Delineating the profile of autism spectrum disorder characteristics in Cornelia de Lange and Fragile X syndromes.
Cornelia de Lange and Fragile X syndromes often trip the SCQ ASD wire, but the symptom pattern is its own beast.
01Research in Context
What this study did
The team gave the Social Communication Questionnaire to people with Cornelia de Lange syndrome and Fragile X syndrome.

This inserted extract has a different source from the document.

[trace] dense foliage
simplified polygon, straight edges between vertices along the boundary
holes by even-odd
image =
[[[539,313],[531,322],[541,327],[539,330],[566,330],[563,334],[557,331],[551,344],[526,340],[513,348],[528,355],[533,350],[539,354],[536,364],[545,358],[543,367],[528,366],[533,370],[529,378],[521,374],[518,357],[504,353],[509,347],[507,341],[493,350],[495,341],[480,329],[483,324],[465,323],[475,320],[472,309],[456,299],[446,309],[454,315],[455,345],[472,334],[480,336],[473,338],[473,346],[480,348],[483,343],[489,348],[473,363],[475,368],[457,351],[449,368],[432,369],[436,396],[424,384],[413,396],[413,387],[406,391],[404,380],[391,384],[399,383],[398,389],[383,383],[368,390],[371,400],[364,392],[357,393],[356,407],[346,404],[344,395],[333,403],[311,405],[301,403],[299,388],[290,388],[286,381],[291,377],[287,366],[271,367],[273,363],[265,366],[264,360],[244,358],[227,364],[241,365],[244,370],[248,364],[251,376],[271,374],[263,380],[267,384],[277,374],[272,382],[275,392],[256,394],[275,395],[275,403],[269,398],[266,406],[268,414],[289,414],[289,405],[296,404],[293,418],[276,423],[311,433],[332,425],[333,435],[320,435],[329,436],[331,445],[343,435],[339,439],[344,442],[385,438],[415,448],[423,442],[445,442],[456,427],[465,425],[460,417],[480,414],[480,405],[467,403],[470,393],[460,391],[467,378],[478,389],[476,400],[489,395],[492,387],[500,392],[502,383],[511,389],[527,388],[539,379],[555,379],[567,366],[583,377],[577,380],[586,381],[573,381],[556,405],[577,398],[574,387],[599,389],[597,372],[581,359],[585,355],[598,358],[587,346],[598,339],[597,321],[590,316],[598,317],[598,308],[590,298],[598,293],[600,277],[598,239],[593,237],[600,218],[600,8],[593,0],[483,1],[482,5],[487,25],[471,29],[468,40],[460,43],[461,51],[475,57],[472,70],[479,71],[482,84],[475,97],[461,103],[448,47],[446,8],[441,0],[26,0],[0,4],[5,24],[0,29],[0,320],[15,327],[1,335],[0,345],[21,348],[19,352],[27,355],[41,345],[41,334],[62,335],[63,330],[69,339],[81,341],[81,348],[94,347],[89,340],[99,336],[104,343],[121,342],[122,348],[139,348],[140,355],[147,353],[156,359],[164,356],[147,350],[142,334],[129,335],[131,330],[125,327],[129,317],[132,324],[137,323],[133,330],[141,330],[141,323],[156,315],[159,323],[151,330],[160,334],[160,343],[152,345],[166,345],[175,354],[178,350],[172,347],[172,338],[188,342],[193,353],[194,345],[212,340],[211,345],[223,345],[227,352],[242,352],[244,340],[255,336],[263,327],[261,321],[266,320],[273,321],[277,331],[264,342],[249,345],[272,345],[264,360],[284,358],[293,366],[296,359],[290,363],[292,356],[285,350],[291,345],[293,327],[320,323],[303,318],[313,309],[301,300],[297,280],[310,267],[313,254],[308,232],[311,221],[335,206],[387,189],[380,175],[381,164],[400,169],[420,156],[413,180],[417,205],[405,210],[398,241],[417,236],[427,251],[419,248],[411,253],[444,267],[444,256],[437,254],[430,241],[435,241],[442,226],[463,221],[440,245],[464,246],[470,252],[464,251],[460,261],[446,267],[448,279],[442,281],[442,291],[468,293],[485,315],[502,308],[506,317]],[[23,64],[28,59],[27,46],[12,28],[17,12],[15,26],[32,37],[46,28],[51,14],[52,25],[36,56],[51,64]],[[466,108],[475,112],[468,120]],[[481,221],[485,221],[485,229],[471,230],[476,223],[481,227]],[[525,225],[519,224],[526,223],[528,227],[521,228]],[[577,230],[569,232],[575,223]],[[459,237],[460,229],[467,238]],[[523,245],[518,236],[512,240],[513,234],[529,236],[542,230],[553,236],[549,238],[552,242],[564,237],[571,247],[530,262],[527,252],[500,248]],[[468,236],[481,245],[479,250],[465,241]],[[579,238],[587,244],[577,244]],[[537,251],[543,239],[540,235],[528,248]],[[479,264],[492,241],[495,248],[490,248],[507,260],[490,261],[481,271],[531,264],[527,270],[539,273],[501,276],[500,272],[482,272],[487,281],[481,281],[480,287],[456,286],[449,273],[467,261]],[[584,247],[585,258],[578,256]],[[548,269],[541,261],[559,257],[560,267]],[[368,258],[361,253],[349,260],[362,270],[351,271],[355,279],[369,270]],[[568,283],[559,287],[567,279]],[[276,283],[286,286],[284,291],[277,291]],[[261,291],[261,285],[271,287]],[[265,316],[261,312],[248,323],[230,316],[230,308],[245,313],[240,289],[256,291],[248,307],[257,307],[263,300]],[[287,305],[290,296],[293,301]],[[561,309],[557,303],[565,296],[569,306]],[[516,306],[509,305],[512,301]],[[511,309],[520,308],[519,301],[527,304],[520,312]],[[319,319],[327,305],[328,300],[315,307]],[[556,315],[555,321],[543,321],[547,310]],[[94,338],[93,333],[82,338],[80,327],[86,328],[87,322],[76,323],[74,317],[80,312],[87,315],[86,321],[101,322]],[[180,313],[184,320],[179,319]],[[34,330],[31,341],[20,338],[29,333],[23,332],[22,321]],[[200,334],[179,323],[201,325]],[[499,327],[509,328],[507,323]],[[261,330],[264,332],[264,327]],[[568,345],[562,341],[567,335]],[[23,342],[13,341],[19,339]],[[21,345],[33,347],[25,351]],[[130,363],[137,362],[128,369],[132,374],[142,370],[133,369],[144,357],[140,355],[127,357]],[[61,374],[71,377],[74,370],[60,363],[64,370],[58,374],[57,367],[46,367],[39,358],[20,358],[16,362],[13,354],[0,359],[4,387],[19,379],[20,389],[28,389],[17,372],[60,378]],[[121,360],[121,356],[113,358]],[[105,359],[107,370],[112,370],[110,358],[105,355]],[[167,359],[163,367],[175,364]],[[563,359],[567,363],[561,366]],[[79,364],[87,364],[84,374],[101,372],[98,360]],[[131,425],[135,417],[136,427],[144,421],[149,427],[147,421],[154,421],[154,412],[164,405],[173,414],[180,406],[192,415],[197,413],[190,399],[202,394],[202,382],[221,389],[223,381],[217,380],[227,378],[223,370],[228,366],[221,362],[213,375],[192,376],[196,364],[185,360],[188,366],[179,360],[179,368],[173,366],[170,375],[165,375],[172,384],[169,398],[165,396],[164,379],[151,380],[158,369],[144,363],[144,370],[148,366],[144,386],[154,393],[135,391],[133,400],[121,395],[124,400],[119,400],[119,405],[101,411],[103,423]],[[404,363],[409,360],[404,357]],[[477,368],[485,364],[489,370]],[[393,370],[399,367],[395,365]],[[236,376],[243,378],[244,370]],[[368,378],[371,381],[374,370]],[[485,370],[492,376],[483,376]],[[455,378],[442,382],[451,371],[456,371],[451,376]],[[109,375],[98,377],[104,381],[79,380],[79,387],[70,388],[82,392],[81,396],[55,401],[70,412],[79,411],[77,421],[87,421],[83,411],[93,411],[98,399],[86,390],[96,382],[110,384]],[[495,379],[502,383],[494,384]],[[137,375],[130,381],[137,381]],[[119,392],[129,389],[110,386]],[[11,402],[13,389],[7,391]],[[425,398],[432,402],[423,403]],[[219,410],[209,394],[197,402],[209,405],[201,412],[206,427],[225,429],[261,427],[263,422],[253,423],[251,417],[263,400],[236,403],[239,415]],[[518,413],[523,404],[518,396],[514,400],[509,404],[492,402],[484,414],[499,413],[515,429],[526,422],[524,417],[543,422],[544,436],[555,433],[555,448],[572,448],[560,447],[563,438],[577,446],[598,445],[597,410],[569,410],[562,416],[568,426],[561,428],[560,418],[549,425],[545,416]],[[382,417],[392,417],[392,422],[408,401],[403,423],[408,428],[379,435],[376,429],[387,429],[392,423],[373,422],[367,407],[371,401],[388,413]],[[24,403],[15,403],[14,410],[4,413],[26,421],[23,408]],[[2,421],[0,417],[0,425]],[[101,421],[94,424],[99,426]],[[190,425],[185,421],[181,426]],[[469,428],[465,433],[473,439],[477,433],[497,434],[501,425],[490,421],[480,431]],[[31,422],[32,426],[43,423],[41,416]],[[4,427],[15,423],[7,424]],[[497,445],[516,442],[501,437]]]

They wanted to see how many met the ASD cutoff and which symptoms stood out.
The study was small: a case series with no control group.
What they found
About 8 in 10 people in each syndrome group scored above the ASD cutoff on the SCQ.
Yet the pattern of answers was not the same as typical idiopathic ASD.
Each syndrome showed its own mix of social, communication, and repetitive quirks.
How this fits with other research
Moss et al. (2009) already said ASD in genetic syndromes looks different from regular ASD. Greer et al. (2013) now adds hard numbers for CdLS and FXS.
Jones et al. (1998) found only 25% of young FXS boys met the CARS autism cutoff. The new SCQ rate is far higher. The gap is not a true clash: CARS was given by a clinician to preschool boys, while the SCQ was a parent form covering lifetime traits.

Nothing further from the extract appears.